Effects of Celecoxib (A Cyclooxygenase-2 Inhibitor) on Benign Prostatic Hyperplasia in Rat
Author(s): Maryam Sarbishegi, Ozra Khajavi, Mohammad Rigi Manesh
For many years, use of nonsteroidal anti-inflammatory drugs (NSAID) has been common for the treatment of cancer. On the other hand, it has been shown that celecoxib (CLX), a NSAID, can cause apoptosis by inhibiting cyclooxygenase 2 (COX-2). We aimed to describe the effects of CLX on COX-2 expression and cell apoptosis in the prostate tissues of rats with benign prostatic hyperplasia (BPH).Thirty-two Wistar rats were allocated to sham, control, BPH, and BPH+CLX groups. During 4 weeks, 3 mg/kg/day of testosterone propionate (TP) was subcutaneously administered for BPH induction. CLX or distilled water was administrated via oral gavage for 30 days, besides TP injection. After the last day, the animals sacrificed and the prostates removed and weighed. The ventral lobes of the prostates were carefully removed and placed in paraffin blocks, followed by the assessment of mast cell count.
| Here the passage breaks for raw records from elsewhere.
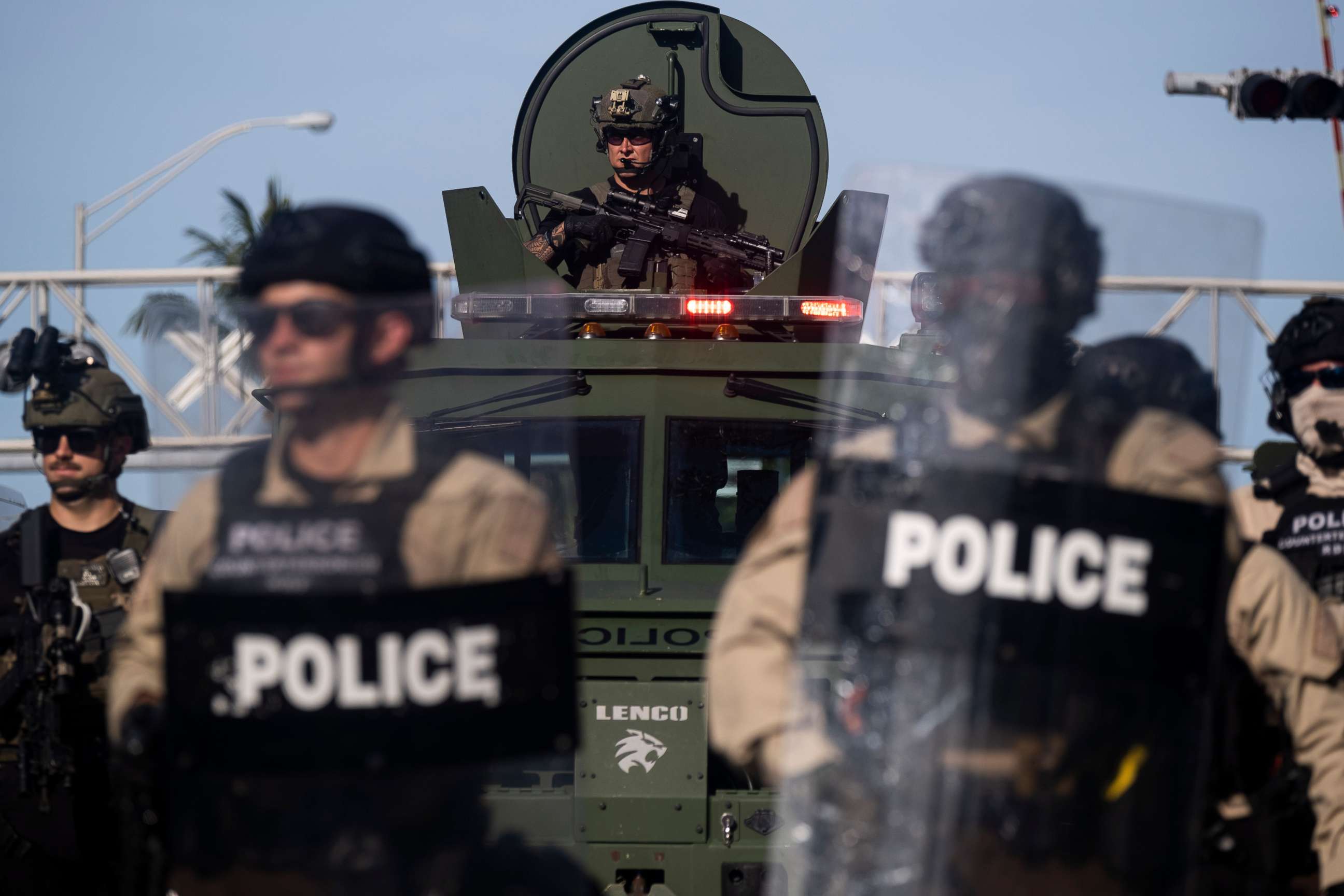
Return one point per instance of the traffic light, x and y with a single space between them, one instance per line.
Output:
1268 94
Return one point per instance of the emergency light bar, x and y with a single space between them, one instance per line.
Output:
637 308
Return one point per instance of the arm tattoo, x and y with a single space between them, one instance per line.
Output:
542 249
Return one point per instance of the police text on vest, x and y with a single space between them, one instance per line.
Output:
1079 567
426 668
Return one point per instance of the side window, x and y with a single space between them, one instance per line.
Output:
721 479
588 468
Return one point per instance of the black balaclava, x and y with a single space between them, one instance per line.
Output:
1018 269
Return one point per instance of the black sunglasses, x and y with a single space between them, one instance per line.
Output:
82 440
636 137
311 317
1299 381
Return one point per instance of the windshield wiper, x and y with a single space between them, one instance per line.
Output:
539 394
756 390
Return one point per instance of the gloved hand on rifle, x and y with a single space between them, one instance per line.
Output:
596 229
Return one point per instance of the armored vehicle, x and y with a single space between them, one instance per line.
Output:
663 425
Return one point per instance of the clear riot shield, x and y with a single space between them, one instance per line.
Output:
1020 683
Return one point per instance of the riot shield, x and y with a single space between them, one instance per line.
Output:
1020 685
1010 598
339 739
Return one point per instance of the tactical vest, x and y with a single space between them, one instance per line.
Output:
334 547
96 585
1309 534
673 272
Cell apoptosis was assessed by a TUNEL assay, and COX-2 expression was evaluated via immunohistochemistry. Administration of CLX reduced PI and number of mast cells in rats with BPH. Also, treatment with CLX caused apoptosis in prostate cells, compared to the BPH groups. In addition, following treatment with CLX, expression of COX-2 diminished in prostate tissue, compared to the BPH groups. The findings revealed that CLX can be effective in treating rats with BPH. It may be has positive effects in the treatment of BPH patients.